Added to that is the potential for D&I firms to bring a different perspective and new investors – who may be smaller but more in tune with the social and diversity issues that some bulge-bracket firms are struggling to meet.

Verizon and Alphabet last year mandated D&I firms on big bond deals, and US insurer Allstate put down a marker in November when it priced US$1.2bn of five and 10-year senior notes through a syndicate exclusively comprised of minority, women and veteran-owned businesses.

It was the first time a corporate bond offering of that size had been managed exclusively by such firms. Allstate said it had been “time to take a stand” to create more equity in the securities markets. It plans to double its trading volume with diverse firms in 2021 and called on other corporate bond issuers, investment managers and bulge-bracket banks to do more.

R Seelaus CEO Annie Seelaus said in the past year D&I broker-dealers had seen a broadening of corporate engagement and an elevation of roles being offered, and Deutsche’s deal had added to that.

Mischler Financial has worked on more than 700 primary capital markets deals in the last five years, but Ronald Quigley, its head of fixed income syndicate, primary sales and FIG/utilities DCM, praised Deutsche for taking a “landmark new approach” to its deal.
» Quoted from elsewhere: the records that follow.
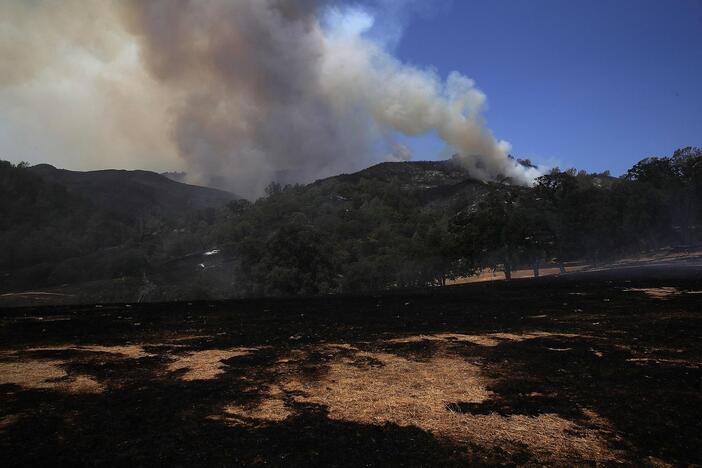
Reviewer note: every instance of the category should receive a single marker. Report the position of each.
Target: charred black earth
(599, 367)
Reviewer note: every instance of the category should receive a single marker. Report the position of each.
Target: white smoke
(241, 91)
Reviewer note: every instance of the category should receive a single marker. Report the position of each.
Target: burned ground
(586, 368)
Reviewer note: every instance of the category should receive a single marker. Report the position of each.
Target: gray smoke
(240, 90)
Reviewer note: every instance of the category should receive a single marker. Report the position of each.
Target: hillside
(65, 227)
(133, 193)
(120, 235)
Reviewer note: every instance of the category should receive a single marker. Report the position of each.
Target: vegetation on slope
(392, 225)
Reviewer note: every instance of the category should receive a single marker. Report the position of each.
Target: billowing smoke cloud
(243, 91)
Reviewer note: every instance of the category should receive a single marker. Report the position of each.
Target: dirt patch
(8, 421)
(205, 365)
(271, 410)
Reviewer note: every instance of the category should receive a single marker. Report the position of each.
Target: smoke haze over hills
(230, 90)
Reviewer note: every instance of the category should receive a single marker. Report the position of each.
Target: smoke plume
(233, 91)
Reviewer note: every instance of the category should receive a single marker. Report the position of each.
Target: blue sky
(596, 84)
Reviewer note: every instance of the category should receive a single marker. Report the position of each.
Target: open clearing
(587, 368)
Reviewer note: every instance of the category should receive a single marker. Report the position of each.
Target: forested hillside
(393, 225)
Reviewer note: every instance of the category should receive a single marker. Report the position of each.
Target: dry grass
(489, 339)
(129, 351)
(657, 293)
(45, 374)
(379, 388)
(8, 421)
(204, 365)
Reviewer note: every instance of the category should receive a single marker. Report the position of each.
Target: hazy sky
(594, 84)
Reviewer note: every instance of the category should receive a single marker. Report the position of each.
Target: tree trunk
(508, 271)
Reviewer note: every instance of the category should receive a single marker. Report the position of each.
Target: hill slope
(131, 193)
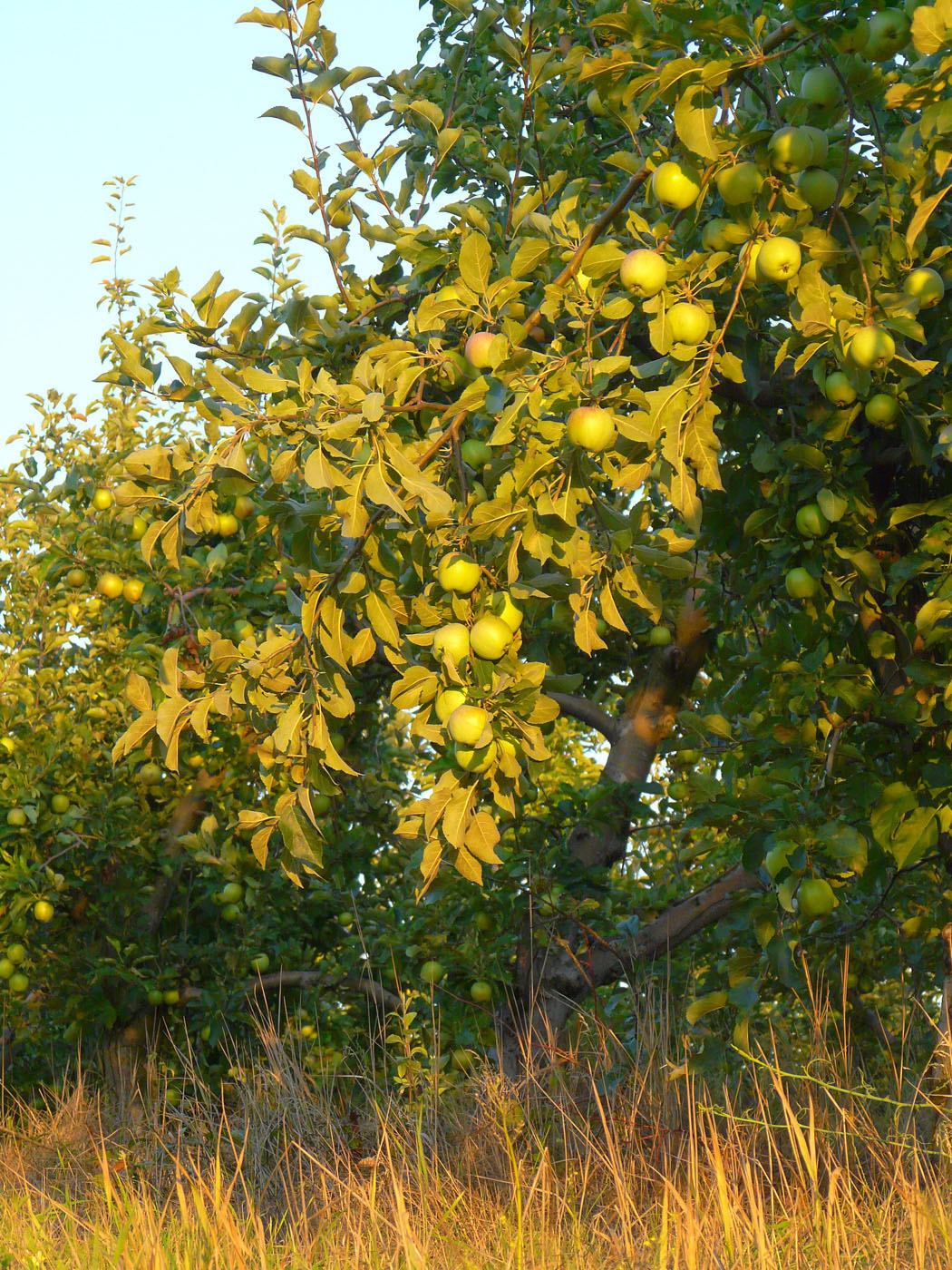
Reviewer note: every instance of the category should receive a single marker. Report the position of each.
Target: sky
(167, 94)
“Having the JLMs side-by-side with Deutsche Bank was something that is much more significant than the cliche of moving the deal forward for D&I,” Quigley told IFR.

The hope is the opportunity to show their distribution capabilities enhances the firms' prospects for landing future big corporate bond deals.

“The big challenge for our firms is getting active bookrunner opportunities, which is a Catch-22," said Yang at Loop Capital. Bankers need experience to lead a transaction, and need to lead a transaction to gain that experience.

"The Deutsche Bank transaction helps to chip away at this cycle that needs to be broken,” said Yang. “This transaction … gives us additional content in our discussion with corporations, and not just other banks, and it allows us to showcase the full extent of our capabilities,” Yang said. “And the goal will be that other corporations will be more inclined to use us on their next bond deal as an active bookrunner.”